Dem sehr besonderen Charme des deutschen Grafen aus Horrem konnte sich in jenen Jahren nicht einmal der abgebrühte Enzo Ferrari entziehen. Für den Gründer des Sport- und Rennwagenherstellers Ferrari war Trips Vorreiter einer neuen, vierten Generation von Rennfahrern, einer der ersten echten Profis. Der Commendatore sagte einmal über Trips: „Ich mochte ihn ganz besonders wegen seiner großen Integrität. Er war unglaublich schnell, und selbst in Augenblicken des größten Wagemuts verschwand dieses markante Lächeln, gemischt mit Traurigkeit, nie aus seinem edlen Gesicht. Er zog die Formel 1 vor, machte aber auch im Sportwagen eine tadellose Figur. Glanzvoll, eine Spitzenleistung, war sein Auftritt 1961 bei der Targa Florio.“


Und dennoch: Charisma, das Geheimnis der Persönlichkeit, lässt sich nicht ergründen. Der Rest allerdings ist verbriefte und besiegelte Geschichte. Ein paar Mark- und Meilensteine aus dem Leben des Rennfahrers, der 1961 nach den Sternen griff: des Grafen behütete Jugend auf dem Herrensitz Burg Hemmersbach zu Horrem, seit 1751 im Besitz der Familie Berghe von Trips. Seine Pennälerzeit am Pädagogium Otto Kühne in Bad Godesberg – der Zögling wohnt gleichwohl extern und sturmfrei bei einem Bankdirektor Schüler, daher der Spottname „Schüler-Bude“ für sein Dachzimmer. Seine Gesellenzeit im Porsche mit einer verhohlenen Identität, um seine Eltern nicht zu beunruhigen.
Nicht lange hält das Alibi der wachsenden Neugier auf seine Person stand, und Absurditäten wie die Lautsprecheransage „Der unter dem Pseudonym Axel Linther startende Wolfgang Graf Berghe von Trips…“ bürgern sich ein. Da ist sein kurzes Intermezzo 1955 und 56 bei Mercedes-Benz, mit Teilnahme und Platz drei bei der Tourist Trophy im 300 SLR im September 55 als Highlight. Da sind 25 (von insgesamt 27) Grands Prix im Dienst der Scuderia Ferrari.
Seinem Renommee als „Count Crash“ macht Trips gleich beim ersten gefährlichen Zwischenfall alle Ehre, beim Training zum Gran Premio d’Italia in Monza am 1. September 1956: Lenkhebelbruch am Ende der Curva Grande, Exkursion mitten in eine Baumgruppe. Beim Überschlag fällt er aus dem Lancia-Ferrari D50, riecht das Aroma der frischen Erde und stellt am Ende verdutzt fest: „Trips, du lebst“. Die Warnschüsse des Schicksals werden meistens erst dann als solche wahrgenommen, wenn es zu spät ist.

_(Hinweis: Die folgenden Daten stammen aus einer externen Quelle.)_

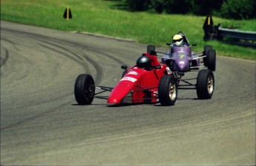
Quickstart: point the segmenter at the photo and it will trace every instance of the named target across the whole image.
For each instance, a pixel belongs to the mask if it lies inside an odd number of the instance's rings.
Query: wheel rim
[[[214,90],[214,80],[211,75],[209,75],[207,80],[207,90],[208,93],[212,94]]]
[[[169,97],[171,100],[176,98],[176,85],[175,83],[170,83],[169,84]]]

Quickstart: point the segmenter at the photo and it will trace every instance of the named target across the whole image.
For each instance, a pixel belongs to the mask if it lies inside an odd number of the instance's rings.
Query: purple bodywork
[[[186,44],[186,46],[172,46],[171,52],[166,52],[162,58],[162,62],[168,63],[174,71],[188,72],[190,71],[191,67],[200,65],[200,60],[193,59],[195,57],[192,55],[191,46],[188,44]]]

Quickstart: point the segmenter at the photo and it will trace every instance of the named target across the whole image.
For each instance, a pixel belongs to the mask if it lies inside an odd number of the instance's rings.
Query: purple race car
[[[155,51],[154,45],[148,45],[148,53],[163,54],[163,56],[157,56],[162,58],[162,63],[168,65],[177,80],[178,89],[196,89],[199,99],[211,99],[214,89],[214,77],[212,72],[216,69],[215,50],[212,49],[211,46],[206,45],[203,51],[193,52],[191,46],[197,44],[191,45],[183,32],[177,34],[183,37],[182,46],[167,44],[171,46],[171,49],[166,52],[160,52]],[[200,69],[202,68],[207,69]],[[197,77],[183,79],[186,72],[194,70],[200,70]],[[196,82],[193,83],[193,80]]]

Da sind seine Duelle mit seinem Freund und Rivalen Phil Hill in seiner letzten Saison 1961, die beiden schönen Siege im Dino 156 „Sharknose“ in Zandvoort und Aintree, die berechtigte Hoffnung auf den Weltmeistertitel. Da ist schließlich dieser entsetzlich gleichgültige Zynismus des Schicksals am späten Nachmittag des 10. September. In ihrer Rundfunk-Reportage aus Monza, nach qualvoll langer Sprachlosigkeit untermalt von den Geräuschen des Rennens, übermitteln die Star-Reporter Rainer Günzler und Günther Jendrich die schlimme Botschaft, Trips sei tot, hier und jetzt, in dem Augenblick, der sein größter sein sollte. Mit dem Ferrari-Piloten starben etliche Zuschauer.
Wolfgang Graf Berghe von Trips war eine Lichtgestalt und ist bis heute eine Lichtgestalt des deutschen Sports geblieben. Mit seinem Sterben in Monza – so empfanden es vor rund 60 Jahren Menschen in aller Welt – ist es ein wenig dunkler geworden.